Sunday, January 07, 2007

So I promised Padre Jaime's house.


It was about the size of a mobile home, but without all the luxuriousness and ameneties, such as a bathroom door, and heat. There were eight of us, and seven beds. You do the math, then take a wild guess who slept on the park bench in the hall. I had an overwhelming urge to use newspapers as blankets, but since Tijuana was nowhere NEAR as warm as Mexico should have been, I abandoned the humorously appropriate covering for a more practical cloth one.

Since there was no shower and Child mentioned in passing that I smelled like a "sweating pig eating garlic and sunbathing on a hot day in a garbage dump," (not her exact words, but the essence of her statement) I had my hair washed over the sink with a pan of lukewarm water heated on the propane-powered stove. The only trick was keeping an eye on the bucket under the sink and emptying it before the leaky pipes caused it to overflow.
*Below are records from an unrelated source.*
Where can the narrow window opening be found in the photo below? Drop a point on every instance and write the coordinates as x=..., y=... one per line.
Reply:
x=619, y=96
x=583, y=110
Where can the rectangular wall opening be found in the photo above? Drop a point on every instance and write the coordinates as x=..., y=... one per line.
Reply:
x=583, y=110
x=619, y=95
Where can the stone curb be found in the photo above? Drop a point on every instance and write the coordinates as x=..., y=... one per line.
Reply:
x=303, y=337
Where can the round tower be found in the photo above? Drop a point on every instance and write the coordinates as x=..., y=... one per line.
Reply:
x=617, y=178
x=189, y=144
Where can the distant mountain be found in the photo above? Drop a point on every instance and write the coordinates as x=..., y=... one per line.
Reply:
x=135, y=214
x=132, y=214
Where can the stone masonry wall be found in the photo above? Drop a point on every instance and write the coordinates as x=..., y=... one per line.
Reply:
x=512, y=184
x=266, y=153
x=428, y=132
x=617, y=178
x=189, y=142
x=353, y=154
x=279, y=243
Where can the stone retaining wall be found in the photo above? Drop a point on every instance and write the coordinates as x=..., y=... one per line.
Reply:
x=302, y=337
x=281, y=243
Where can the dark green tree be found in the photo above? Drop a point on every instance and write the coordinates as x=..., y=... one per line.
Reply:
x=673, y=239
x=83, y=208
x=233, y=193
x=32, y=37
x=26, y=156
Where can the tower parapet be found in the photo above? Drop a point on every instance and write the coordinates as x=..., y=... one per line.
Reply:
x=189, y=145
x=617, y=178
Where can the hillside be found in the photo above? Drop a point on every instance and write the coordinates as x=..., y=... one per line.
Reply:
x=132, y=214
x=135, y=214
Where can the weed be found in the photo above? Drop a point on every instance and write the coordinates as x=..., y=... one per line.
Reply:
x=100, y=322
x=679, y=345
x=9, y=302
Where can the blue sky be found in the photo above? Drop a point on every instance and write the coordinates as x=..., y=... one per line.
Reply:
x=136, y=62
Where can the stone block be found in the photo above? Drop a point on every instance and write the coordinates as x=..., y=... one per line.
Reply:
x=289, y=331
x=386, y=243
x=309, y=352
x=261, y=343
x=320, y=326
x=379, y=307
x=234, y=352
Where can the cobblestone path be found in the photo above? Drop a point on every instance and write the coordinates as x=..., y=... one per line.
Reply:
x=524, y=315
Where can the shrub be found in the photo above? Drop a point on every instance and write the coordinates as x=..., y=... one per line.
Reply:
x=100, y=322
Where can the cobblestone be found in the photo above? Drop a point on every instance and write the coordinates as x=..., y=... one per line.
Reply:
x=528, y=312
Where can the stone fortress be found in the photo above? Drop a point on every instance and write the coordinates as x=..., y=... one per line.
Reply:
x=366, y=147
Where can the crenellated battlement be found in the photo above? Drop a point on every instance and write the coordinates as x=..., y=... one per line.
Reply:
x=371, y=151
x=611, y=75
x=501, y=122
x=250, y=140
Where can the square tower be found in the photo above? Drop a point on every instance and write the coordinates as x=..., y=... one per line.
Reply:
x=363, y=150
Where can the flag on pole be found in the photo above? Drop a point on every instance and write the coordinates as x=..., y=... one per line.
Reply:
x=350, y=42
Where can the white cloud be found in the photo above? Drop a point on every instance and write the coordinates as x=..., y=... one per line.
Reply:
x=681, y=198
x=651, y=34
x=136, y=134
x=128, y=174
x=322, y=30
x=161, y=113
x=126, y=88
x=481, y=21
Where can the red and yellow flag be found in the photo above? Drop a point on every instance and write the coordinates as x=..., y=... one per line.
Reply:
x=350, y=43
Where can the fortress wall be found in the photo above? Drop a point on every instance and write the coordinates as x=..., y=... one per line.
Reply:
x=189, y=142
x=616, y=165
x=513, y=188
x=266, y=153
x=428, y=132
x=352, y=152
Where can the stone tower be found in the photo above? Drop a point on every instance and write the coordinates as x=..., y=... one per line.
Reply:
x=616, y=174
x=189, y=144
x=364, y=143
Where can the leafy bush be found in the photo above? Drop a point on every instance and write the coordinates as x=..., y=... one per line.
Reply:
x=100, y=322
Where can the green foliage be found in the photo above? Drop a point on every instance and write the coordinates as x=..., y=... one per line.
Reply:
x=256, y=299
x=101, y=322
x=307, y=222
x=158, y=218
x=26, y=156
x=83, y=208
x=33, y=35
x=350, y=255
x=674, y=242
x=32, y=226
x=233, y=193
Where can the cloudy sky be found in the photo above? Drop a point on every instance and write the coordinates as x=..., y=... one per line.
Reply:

Our whole trip wasn't ALL such decadent high-living and comfort, but once we moved into an abandoned hospital, I at least got to upgrade my sleeping arrangements from the park bench to a box-spring mattress. Not only that, but most of the bathrooms had doors. The one bathroom that didn't led to the unfortunate but amusing incident of mom getting locked into one of the bedrooms.

Since the bathroom had no door, the plan was to simply lock the door of the room containing the bathroom. As soon became apparent, the handle mechanism on the bedroom door was faulty, and the door refused to open to let her out.

This was no sheetboard and aluminum foil door, it was a stern, heavy-duty wood door that knew its business and was evidently built to withstand determined Mexican banditos with a desperate need to use "el bano." Even the doorknob proved intransigent, and we had at least a half-dozen highly trained people working over it.


It wouldn't have been so bad but it was after we had gotten "home" from a long day of heavy work, and everyone was tired. The bedroom of her imprisonment was the one I had stolen my box-spring bed from so we couldn't just leave mom alone to spend the night there, even if she had let us. Fortunately, if circumstances turned out that she had to spend an extended period of time in the room, she had a baththroom, like, right there.

Complicating things, we were on the second story of the hospital, with a low neighboring shed blocking access to anything beneath the window in her room. Putting our heads together (a tired and hungry mom can produce remarkable levels of inspiration), we came up with the idea of tying a hammer to the end of an extension cord, then swinging it from a neighboring room's window to mom's window. The hammer, combined with a screw bit slipped under the door, allowed her to pound out the pins of the door's hinges. A final shoulder check from dad sent the door flying in (and causing the previously-removed and discarded doorknob to become amusingly embedded in the door when it landed on the floor).